In 2018, most of the funds contributed by Intermountain will be donated to programs of the Opioid Community Collaborative, a group formed in 2015 by Intermountain, the Utah Division of Substance Abuse and Mental Health, the Utah Department of Health, Weber Human Services, Davis Behavioral Health and other community agencies.

[Also: Stanford, Intermountain partner on $8.8 million project to curb opioid use]

Part of the donation will also support provider education that promotes best prescribing practices for clinicians who prescribe opioid medications.
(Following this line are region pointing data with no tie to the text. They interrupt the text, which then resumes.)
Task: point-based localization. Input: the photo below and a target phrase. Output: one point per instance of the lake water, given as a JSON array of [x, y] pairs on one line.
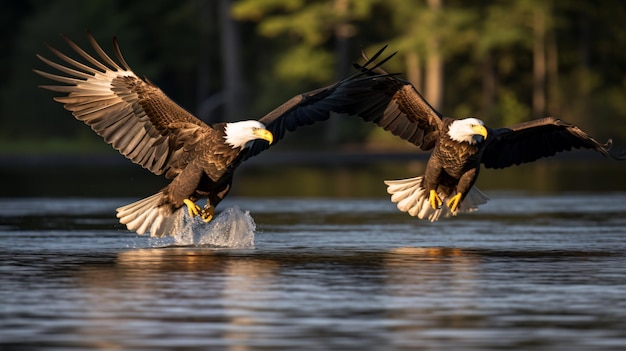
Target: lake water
[[523, 273]]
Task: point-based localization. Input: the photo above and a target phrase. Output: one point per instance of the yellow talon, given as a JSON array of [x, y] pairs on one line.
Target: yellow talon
[[193, 209], [435, 201], [454, 202], [207, 213]]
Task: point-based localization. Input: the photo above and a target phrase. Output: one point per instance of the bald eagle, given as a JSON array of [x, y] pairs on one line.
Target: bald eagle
[[143, 124], [459, 146]]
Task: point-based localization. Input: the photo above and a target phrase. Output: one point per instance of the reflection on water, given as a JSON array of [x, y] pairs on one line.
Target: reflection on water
[[524, 273]]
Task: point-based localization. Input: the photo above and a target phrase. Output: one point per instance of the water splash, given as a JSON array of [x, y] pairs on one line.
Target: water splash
[[232, 228]]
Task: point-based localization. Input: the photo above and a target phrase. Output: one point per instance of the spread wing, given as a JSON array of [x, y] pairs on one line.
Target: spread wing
[[130, 113], [371, 94], [527, 142], [395, 105], [318, 105]]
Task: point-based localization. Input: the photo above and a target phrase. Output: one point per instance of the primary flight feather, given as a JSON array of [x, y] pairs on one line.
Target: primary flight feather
[[145, 125], [459, 146]]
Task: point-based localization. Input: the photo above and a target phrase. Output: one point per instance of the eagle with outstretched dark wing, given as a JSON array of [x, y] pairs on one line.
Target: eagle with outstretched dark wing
[[459, 146], [145, 125]]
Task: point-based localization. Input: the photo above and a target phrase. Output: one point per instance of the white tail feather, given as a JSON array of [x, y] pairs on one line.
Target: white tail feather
[[412, 197], [146, 215]]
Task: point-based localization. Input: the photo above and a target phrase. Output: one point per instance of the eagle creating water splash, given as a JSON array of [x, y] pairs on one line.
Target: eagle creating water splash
[[232, 228]]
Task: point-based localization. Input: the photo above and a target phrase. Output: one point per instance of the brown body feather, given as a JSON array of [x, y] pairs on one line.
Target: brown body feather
[[145, 125], [453, 166]]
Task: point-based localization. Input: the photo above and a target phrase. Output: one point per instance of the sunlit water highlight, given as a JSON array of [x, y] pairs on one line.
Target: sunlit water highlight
[[232, 228], [523, 273]]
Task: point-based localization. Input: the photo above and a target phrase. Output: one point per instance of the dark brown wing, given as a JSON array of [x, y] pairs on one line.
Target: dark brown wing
[[397, 107], [317, 105], [527, 142], [131, 114], [371, 94]]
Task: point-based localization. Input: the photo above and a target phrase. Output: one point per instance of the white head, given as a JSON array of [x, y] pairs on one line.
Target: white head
[[469, 130], [240, 134]]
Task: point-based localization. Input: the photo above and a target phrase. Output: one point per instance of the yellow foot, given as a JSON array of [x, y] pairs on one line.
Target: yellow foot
[[454, 202], [435, 201], [193, 209], [207, 213]]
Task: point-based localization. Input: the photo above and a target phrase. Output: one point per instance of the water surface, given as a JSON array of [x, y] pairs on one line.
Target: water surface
[[523, 273]]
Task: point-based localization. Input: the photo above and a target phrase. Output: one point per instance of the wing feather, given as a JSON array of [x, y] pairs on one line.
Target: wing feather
[[527, 142], [130, 113]]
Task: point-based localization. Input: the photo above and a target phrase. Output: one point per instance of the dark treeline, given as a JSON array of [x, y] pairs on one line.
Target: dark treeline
[[503, 61]]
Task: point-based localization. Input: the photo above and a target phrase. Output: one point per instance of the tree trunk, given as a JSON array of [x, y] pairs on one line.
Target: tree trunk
[[231, 63], [342, 40], [554, 96], [539, 63], [433, 89], [489, 85]]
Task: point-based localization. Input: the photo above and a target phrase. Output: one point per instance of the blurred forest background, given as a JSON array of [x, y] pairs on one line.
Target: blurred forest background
[[503, 61]]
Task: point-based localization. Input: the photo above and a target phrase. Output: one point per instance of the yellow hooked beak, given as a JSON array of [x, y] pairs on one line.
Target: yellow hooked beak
[[480, 130], [264, 134]]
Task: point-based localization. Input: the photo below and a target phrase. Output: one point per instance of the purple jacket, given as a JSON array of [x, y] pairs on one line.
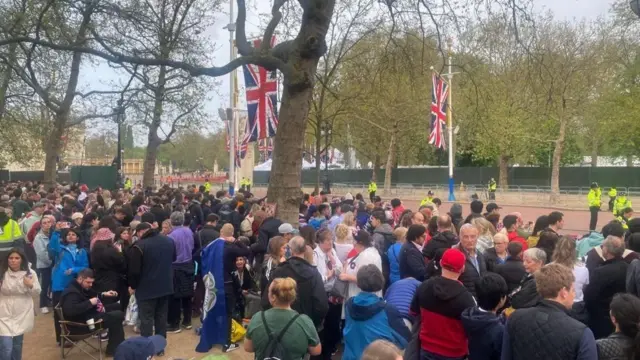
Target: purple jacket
[[182, 237]]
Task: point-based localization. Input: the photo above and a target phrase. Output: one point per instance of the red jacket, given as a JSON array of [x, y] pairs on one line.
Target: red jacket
[[513, 236]]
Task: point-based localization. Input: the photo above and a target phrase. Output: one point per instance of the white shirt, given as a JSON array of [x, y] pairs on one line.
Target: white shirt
[[581, 273], [366, 257]]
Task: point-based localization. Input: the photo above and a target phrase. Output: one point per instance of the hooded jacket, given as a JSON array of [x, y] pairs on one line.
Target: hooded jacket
[[441, 301], [66, 257], [312, 299], [484, 330], [383, 237], [369, 318]]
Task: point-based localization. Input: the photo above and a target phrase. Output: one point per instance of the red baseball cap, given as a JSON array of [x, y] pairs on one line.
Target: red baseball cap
[[453, 260]]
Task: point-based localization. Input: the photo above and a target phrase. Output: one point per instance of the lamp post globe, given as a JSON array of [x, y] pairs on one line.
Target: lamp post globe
[[635, 6]]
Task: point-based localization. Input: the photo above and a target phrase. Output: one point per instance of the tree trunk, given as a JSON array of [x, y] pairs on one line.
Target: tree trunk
[[151, 153], [53, 149], [503, 176], [390, 160], [557, 157], [284, 183], [376, 166], [318, 149]]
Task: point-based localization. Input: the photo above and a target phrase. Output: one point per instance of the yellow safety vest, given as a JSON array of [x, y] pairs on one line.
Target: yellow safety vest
[[427, 200], [594, 197], [9, 233]]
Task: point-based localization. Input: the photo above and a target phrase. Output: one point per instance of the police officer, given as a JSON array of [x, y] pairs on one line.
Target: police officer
[[372, 190], [621, 203], [594, 204], [492, 189], [613, 192]]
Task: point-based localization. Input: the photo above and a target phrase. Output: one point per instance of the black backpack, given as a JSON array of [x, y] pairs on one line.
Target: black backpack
[[275, 350]]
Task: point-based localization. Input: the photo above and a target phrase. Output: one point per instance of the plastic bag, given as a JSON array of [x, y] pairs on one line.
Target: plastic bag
[[237, 332], [131, 316]]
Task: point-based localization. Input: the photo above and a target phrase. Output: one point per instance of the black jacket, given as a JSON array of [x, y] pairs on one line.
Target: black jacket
[[545, 331], [312, 298], [491, 259], [109, 265], [512, 271], [411, 262], [159, 214], [76, 303], [439, 244], [267, 230], [604, 282], [150, 266], [526, 295], [471, 273], [614, 347]]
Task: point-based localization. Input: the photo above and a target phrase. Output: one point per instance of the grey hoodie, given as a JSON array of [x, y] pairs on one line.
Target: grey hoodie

Intermountain recently announced a goal of reducing by 40 percent the number of opioid tablets in prescriptions for acute care conditions -- a goal designed to reduce the number of unused, leftover tablets.

Utah is currently seventh in the nation for prescription opioid overdose deaths, according to the Utah Department of Health. In 2014, an average of 24 Utah adults died every month as a result of prescription opioid overdoses. More than 7,000 opioid prescriptions are filled in the state every day, and physical dependence on those prescriptions can occur within seven days of use.

[Also: Study challenges notion that emergency departments foster opioid misuse]

"Drug poisoning is the leading cause of death in Utah -- more deadly than falls, car crashes and gun deaths," said Intermountain Healthcare Community Health Partnership Director Lisa Nichols in a statement. "When we consider all the people touched by tragedies involving opioid misuse, everyone is potentially at risk and has a stake in addressing the problem."

Intermountain Healthcare is a Utah-based, nonprofit system of 22 hospitals, 180 clinics, a medical group with some 1,500 employed physicians, a health plans division called SelectHealth, and other health services.